Llincolnxlw · Dec 12, 2023

Hi jakaskerl

The link should contain the MRE for this issue.

Hardware

OAK FFC-3P with 2 IMX477 modules running in 1080P in CAM B and CAM C sockets

The MRE is an minimum ROS package depends on depthai-ros noetic.

root@83d31607bd1d:/workspaces/depthai_catkin_ws/src/minimum_image_publisher# tree . -h

.

├── [1.2K] CMakeLists.txt

├── [4.0K] config

│ └── [1.4K] yolov6n.yaml

├── [4.0K] include

│ └── [4.0K] minimum_image_publisher

├── [4.0K] models

│ └── [8.9M] yolov6n_openvino_2022.1_6shave.blob

├── [2.0K] package.xml

└── [4.0K] src

└── [ 11K] image_publisher.cpp

5 directories, 5 files

There are also instructions inside the link for how to reproduce the problem.

Attached below are two screenshots, one when the pipeline is running correctly, and one when the left side camera path is totally blocked.

Let me know what do you think.

Thanks

Lincoln

Llincolnxlw · Dec 14, 2023

@jakaskerl

Just to follow up, any questions regarding the MRE I provided.

Also, I created the exact same pipeline in python running with depthai-library docker image, and I will run 10 times without any problem. I attach the python script below.

#!/usr/bin/env python3

from pathlib import Path
import cv2
import depthai as dai
import numpy as np
import argparse
import time
import errno
import os
import sys
import json

parser = argparse.ArgumentParser()
parser.add_argument('-nn', '--nn_model', help='select model path for inference',
                    default='/workspaces/yolov6n_openvino_2022.1_6shave.blob', type=str)
parser.add_argument('-c', '--config', help='Provide config path for inference',
                    default='/workspaces/yolov6n.json', type=str)
parser.add_argument('-fps', '--fps', type=float, help='Frame rate of camera capturing', default=15)

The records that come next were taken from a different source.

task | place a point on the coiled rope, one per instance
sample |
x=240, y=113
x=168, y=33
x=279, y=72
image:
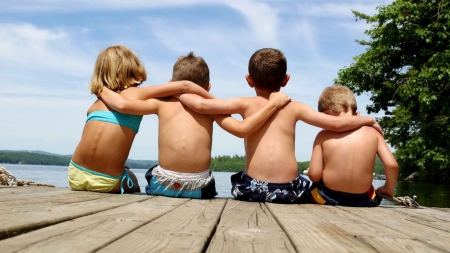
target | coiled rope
x=6, y=178
x=405, y=201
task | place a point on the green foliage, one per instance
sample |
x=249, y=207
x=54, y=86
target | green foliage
x=228, y=163
x=14, y=157
x=32, y=158
x=406, y=69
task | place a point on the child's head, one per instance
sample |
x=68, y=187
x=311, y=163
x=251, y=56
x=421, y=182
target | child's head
x=336, y=99
x=191, y=68
x=267, y=69
x=117, y=67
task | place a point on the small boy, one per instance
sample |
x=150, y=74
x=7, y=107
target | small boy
x=342, y=164
x=271, y=168
x=185, y=137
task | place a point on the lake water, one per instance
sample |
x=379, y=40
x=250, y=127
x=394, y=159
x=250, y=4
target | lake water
x=430, y=195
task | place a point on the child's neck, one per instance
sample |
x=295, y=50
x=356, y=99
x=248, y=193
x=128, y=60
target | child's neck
x=263, y=93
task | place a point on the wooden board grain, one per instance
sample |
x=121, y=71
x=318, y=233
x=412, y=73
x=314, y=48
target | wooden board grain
x=20, y=216
x=378, y=236
x=310, y=230
x=248, y=227
x=188, y=228
x=390, y=218
x=92, y=232
x=19, y=194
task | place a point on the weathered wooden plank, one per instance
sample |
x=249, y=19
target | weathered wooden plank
x=442, y=209
x=387, y=217
x=248, y=227
x=188, y=228
x=22, y=216
x=312, y=232
x=93, y=232
x=21, y=193
x=379, y=237
x=426, y=214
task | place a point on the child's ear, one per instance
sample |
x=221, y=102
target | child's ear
x=286, y=79
x=249, y=80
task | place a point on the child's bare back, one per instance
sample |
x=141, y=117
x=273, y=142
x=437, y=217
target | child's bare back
x=342, y=164
x=184, y=137
x=349, y=159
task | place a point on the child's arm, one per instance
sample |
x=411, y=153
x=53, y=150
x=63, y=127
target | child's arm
x=333, y=123
x=128, y=106
x=172, y=88
x=123, y=105
x=211, y=106
x=390, y=167
x=246, y=127
x=315, y=170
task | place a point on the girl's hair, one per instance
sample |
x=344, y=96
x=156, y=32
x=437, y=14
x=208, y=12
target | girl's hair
x=117, y=67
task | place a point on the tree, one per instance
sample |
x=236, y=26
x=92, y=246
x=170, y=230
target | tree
x=406, y=69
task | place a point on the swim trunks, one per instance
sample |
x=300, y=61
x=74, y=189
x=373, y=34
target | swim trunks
x=126, y=120
x=180, y=185
x=82, y=179
x=320, y=194
x=249, y=189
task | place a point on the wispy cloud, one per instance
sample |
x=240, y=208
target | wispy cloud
x=30, y=48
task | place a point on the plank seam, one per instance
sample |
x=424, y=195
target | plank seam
x=5, y=234
x=213, y=231
x=281, y=226
x=136, y=228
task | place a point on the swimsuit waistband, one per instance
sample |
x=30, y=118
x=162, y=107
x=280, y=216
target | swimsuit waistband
x=182, y=176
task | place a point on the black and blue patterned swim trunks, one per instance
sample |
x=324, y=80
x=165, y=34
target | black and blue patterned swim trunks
x=249, y=189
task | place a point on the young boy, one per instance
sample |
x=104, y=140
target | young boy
x=185, y=137
x=271, y=169
x=342, y=163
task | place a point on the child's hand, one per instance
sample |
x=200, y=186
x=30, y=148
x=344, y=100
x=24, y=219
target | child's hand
x=378, y=128
x=385, y=190
x=279, y=99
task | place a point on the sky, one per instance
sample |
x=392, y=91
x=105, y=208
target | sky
x=48, y=49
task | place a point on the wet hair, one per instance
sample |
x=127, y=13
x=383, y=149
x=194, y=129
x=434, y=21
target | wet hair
x=191, y=68
x=336, y=99
x=267, y=67
x=117, y=67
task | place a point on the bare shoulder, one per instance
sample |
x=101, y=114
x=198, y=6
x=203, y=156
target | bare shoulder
x=369, y=131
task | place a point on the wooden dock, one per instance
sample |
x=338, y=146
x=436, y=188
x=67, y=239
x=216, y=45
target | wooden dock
x=41, y=219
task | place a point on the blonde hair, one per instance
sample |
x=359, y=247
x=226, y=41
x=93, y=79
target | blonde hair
x=337, y=98
x=191, y=68
x=117, y=67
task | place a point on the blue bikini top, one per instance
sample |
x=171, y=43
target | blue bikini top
x=126, y=120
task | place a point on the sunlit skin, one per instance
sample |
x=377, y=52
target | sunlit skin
x=184, y=136
x=104, y=147
x=270, y=150
x=345, y=161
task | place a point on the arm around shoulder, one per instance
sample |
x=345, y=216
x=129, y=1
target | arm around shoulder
x=390, y=166
x=315, y=170
x=249, y=125
x=328, y=122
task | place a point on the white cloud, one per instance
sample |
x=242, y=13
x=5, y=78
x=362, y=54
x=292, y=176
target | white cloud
x=30, y=48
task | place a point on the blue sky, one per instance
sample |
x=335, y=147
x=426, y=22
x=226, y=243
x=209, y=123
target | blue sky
x=48, y=49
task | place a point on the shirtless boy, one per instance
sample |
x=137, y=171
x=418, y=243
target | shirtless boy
x=185, y=137
x=342, y=164
x=271, y=167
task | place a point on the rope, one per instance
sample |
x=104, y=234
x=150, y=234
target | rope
x=6, y=178
x=405, y=201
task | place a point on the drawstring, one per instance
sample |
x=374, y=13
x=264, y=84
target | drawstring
x=130, y=183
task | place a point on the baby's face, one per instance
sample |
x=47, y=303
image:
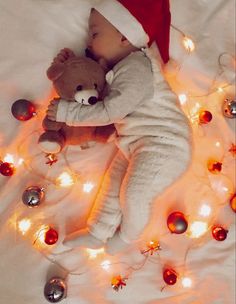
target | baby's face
x=105, y=41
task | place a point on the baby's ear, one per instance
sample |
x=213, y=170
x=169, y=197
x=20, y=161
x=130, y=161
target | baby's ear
x=55, y=71
x=125, y=41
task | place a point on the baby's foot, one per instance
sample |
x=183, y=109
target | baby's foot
x=82, y=238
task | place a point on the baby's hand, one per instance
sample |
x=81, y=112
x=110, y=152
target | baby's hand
x=52, y=110
x=103, y=64
x=63, y=55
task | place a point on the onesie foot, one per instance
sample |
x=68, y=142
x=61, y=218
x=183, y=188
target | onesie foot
x=82, y=238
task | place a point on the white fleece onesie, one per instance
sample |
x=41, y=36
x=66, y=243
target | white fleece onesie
x=153, y=138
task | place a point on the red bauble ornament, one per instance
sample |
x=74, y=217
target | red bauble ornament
x=170, y=276
x=233, y=202
x=7, y=169
x=177, y=223
x=51, y=236
x=219, y=233
x=205, y=117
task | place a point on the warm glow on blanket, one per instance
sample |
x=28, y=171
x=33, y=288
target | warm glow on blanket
x=106, y=264
x=205, y=210
x=93, y=253
x=182, y=99
x=65, y=180
x=187, y=282
x=87, y=187
x=24, y=225
x=188, y=44
x=197, y=229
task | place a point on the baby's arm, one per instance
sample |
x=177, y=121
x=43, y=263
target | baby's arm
x=126, y=94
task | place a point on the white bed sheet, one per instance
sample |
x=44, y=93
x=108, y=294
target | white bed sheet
x=31, y=33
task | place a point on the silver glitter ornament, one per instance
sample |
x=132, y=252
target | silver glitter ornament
x=229, y=108
x=55, y=290
x=23, y=109
x=33, y=196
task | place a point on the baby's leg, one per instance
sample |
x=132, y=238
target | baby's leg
x=148, y=175
x=105, y=216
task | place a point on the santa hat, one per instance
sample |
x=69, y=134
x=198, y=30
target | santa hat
x=140, y=21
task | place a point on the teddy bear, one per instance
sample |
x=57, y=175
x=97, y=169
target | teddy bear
x=77, y=79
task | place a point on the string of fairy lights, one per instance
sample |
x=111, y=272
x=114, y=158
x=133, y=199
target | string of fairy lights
x=45, y=236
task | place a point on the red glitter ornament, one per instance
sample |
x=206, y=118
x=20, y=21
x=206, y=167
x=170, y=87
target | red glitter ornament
x=7, y=169
x=170, y=276
x=51, y=236
x=177, y=222
x=219, y=233
x=214, y=166
x=233, y=202
x=205, y=117
x=118, y=282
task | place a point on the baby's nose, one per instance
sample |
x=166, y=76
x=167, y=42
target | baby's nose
x=88, y=53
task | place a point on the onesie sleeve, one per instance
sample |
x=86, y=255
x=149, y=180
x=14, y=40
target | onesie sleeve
x=126, y=93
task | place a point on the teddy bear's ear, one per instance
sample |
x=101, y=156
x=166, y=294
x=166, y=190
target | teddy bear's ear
x=55, y=71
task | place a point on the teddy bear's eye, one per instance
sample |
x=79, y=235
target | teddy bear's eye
x=79, y=88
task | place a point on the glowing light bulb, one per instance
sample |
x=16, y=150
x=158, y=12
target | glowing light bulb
x=187, y=282
x=9, y=159
x=65, y=180
x=106, y=264
x=24, y=225
x=87, y=187
x=188, y=44
x=182, y=99
x=40, y=234
x=205, y=210
x=93, y=253
x=197, y=229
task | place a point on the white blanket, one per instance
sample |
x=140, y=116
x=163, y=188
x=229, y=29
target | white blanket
x=31, y=33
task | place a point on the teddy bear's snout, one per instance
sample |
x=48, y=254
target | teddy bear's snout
x=86, y=97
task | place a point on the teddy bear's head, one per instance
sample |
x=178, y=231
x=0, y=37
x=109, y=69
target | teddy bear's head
x=78, y=79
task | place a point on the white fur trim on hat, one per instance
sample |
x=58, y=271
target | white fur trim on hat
x=124, y=21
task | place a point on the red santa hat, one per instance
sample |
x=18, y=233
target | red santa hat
x=141, y=21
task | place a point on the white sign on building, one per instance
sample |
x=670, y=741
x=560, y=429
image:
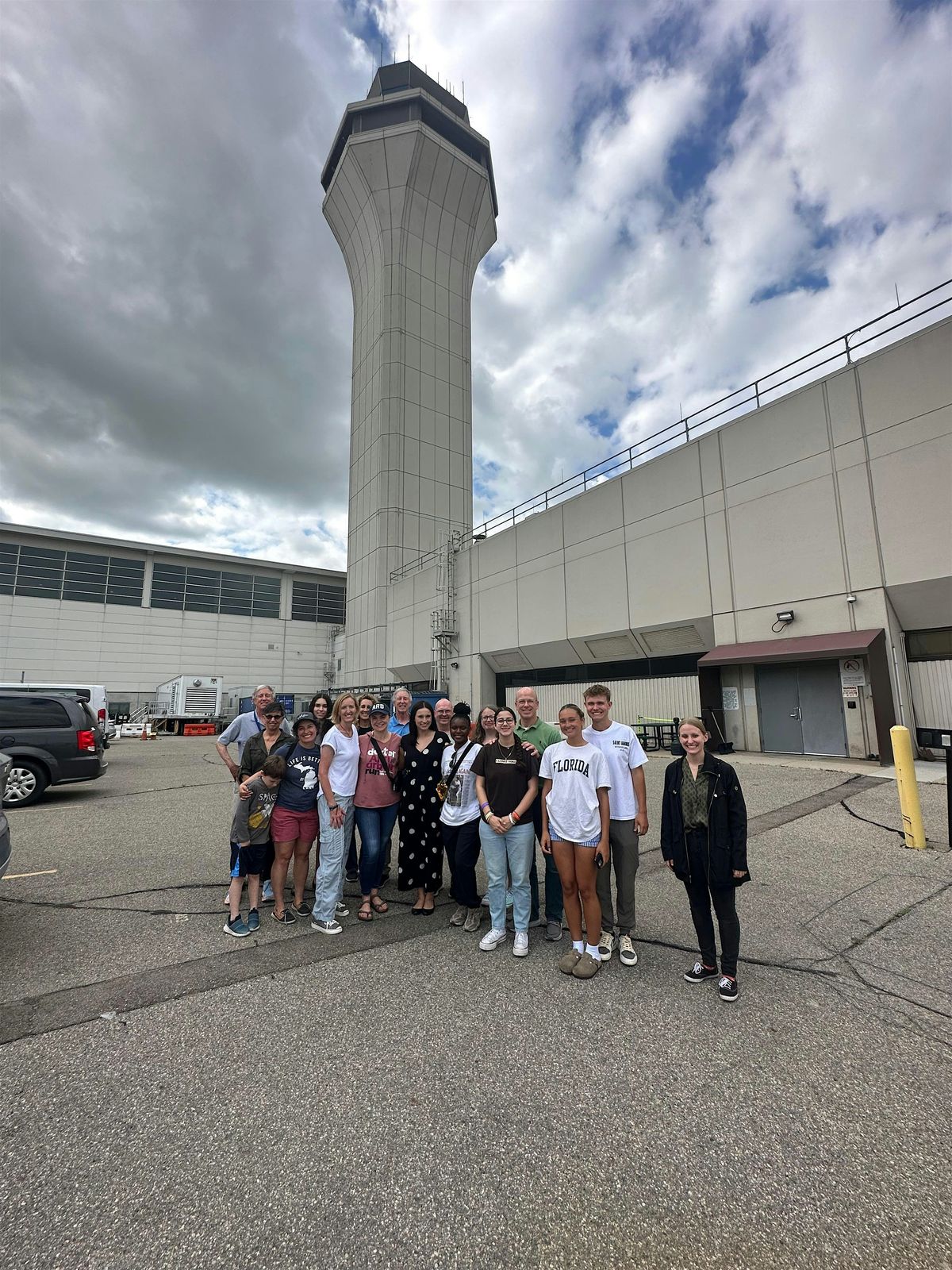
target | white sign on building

args = parser.parse_args()
nn_path = Path(args.nn_model)
config_path = Path(args.config)
config_fps = args.fps

if not nn_path.is_file():
    sys.exit('NN not found!')
if not config_path.is_file():
    sys.exit('Config not found!')

with config_path.open() as f:
    config = json.load(f)

nn_config = config.get("nn_config", {})
if "input_size" in nn_config:
    nn_width, nn_height = tuple(map(int, nn_config.get("input_size").split('x')))
metadata = nn_config.get("NN_specific_metadata", {})
classes = metadata.get("classes", {})
coordinates = metadata.get("coordinates", {})
anchors = metadata.get("anchors", {})
anchor_masks = metadata.get("anchor_masks", {})
iou_threshold = metadata.get("iou_threshold", {})
confidence_threshold = metadata.get("confidence_threshold", {})

print(metadata)
nn_mappings = config.get("mappings", {})
labels = nn_mappings.get("labels", {})

# pipeline
pipeline = dai.Pipeline()

camera_l = pipeline.create(dai.node.ColorCamera)
detection_nn_l = pipeline.create(dai.node.YoloDetectionNetwork)
xout_rgb_l = pipeline.create(dai.node.XLinkOut)
xout_nn_l = pipeline.create(dai.node.XLinkOut)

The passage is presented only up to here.